Am 28. Juni sollte eigentlich der 15. Schienerberglauf wie in den vergangenen Jahren am „Lädele“ in Schienen gestartet werden. Wie in der Vergangenheit rechneten die Veranstalter von der Genossenschaft des Lädele auch 2020 mit rund 500 Teilnehmern, die sich auf den Strecken rund um den Ort auf dem Schienerberg sportlich betätigen wollten. Daraus wird im 15. Jahr der Veranstaltung jedoch nichts werden. Die Corona-Pandemie verhindert sie und bringt damit gleich auch noch ganz andere Dinge aus dem Gleichgewicht. Denn der Schienerberglauf wurde von der Genossenschaft immer dazu genutzt, den Betrieb des „Lädele“ in der Ortsmitte mitzufinanzieren.

„Uns liegt die Gesundheit unserer Läufer und Helfer am Herzen und wir wollen hier keinerlei Risiko eingehen, daher setzen wir einfach ein Jahr aus. Obwohl uns bewusst ist, dass wir den Ertrag des Schienerberglaufs dringend im Lädele benötigen. Dieser füllt immer unser Minus aus dem laufenden Betrieb“, erklärt dazu Andrea Kasper, eine der drei Vorstände der Genossenschaft. Damit wird es den Lauf erst wieder im kommenden Jahr geben. Die finanzielle Einbuße, die laut Andrea Kasper rund 5000 bis 6000 Euro ausmacht, hofft man durch die Soforthilfe des Bundes ausgleichen zu können. Immerhin wurde dem Antrag der Genossenschaft zugestimmt.

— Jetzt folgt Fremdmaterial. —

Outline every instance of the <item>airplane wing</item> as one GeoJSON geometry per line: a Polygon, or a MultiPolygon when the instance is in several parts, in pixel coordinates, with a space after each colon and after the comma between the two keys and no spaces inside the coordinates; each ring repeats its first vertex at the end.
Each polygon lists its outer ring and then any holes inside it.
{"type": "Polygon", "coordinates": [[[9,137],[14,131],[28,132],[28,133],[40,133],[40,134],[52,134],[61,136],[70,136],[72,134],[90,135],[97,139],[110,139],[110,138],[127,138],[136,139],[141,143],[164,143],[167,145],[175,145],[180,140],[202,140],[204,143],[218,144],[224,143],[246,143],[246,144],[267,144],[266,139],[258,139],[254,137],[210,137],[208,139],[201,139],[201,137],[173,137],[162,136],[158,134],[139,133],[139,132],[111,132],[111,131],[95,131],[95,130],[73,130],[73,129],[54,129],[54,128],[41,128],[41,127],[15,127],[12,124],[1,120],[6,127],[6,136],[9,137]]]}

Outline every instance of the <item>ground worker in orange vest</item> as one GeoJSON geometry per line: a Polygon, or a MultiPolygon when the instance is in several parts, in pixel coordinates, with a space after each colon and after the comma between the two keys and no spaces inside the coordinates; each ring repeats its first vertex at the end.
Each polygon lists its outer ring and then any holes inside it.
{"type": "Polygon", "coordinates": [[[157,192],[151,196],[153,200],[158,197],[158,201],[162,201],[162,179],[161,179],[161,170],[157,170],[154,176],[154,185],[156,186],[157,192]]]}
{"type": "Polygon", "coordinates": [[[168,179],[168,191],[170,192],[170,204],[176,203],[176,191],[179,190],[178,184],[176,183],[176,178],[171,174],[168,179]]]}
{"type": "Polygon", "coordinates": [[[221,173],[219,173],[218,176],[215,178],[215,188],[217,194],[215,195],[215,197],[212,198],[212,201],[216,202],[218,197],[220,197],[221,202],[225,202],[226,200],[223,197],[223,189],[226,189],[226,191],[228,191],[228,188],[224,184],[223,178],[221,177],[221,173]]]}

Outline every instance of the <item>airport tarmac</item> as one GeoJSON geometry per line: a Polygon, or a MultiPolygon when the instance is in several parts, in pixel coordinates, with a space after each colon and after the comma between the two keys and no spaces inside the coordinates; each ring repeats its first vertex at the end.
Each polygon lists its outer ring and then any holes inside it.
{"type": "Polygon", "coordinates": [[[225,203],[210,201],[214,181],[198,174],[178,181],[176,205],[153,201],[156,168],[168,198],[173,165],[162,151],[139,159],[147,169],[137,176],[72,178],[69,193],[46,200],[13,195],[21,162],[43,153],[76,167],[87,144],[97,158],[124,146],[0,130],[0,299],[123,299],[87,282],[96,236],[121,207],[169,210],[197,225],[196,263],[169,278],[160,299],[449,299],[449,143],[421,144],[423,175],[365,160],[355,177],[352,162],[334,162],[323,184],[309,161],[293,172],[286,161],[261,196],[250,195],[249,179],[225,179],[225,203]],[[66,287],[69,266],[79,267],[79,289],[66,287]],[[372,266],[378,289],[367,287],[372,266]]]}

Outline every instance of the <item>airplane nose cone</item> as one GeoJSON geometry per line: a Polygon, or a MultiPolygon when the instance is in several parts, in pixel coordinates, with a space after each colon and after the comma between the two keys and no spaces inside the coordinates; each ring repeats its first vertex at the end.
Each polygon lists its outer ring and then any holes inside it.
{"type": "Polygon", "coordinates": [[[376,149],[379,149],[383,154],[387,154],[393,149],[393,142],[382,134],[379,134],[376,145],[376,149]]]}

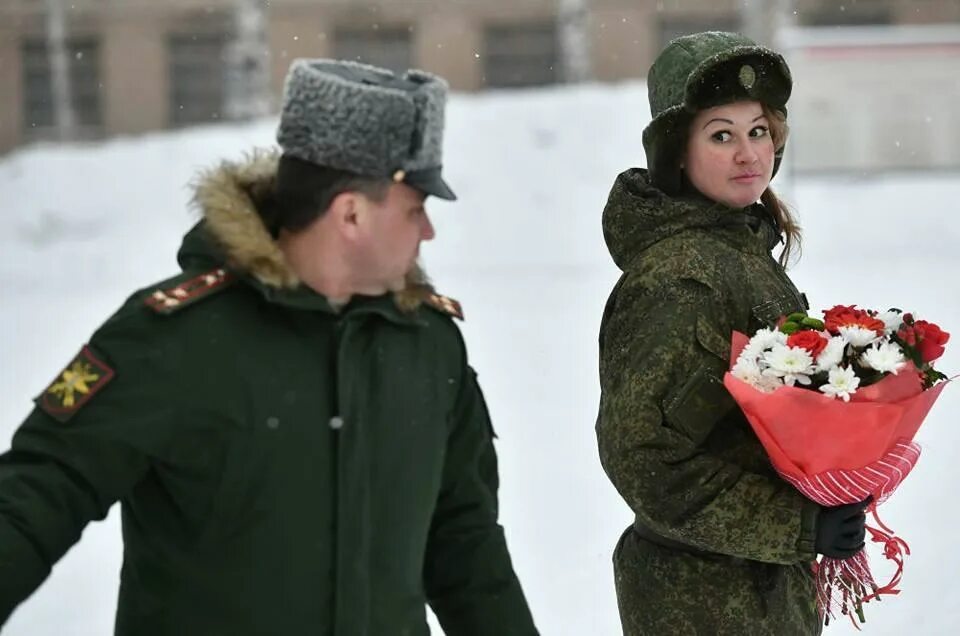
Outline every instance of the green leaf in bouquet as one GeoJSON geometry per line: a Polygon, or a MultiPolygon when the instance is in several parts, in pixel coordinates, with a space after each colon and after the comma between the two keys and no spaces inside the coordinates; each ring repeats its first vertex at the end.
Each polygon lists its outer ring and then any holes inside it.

Lädele-Team hat im März schnell reagiert

Noch im März hatte für die Mitglieder alles ganz anders ausgesehen. „Der März war gigantisch“, erinnert sich die Kasper. Kunden, die zuvor nie im Lädele gesehen wurden, kauften vor Ort ein, um nicht größere Geschäfte aufsuchen zu müssen. Selbst lange Warteschlangen vor dem Geschäft wurden geduldig von den Kunden ertragen. Um den Mehraufwand für Hygiene und Kundenschutz zu kompensieren, wurden die abendlichen Öffnungszeiten gestrichen und das Personal am Vormittag eingesetzt.

Zudem hatte man von Beginn an einen Lieferdienst eingerichtet, der Waren bis 13 Uhr auslieferte, die am Vortag bis 17 Uhr bestellt wurden. „Die Kunden schätzten diesen Service“, sagt Andrea Kasper. Mittlerweile hat sich die Kundenfrequenz wieder normalisiert und sorgt zugleich für Sorgenfalten bei den Verantwortlichen. „Weil in diesem Frühjahr und Sommer die Touristen ausfallen, kommt das Schwierigste erst noch“, glaubt Andrea Kasper. „Die fehlen uns schon“, stellt sie dazu fest.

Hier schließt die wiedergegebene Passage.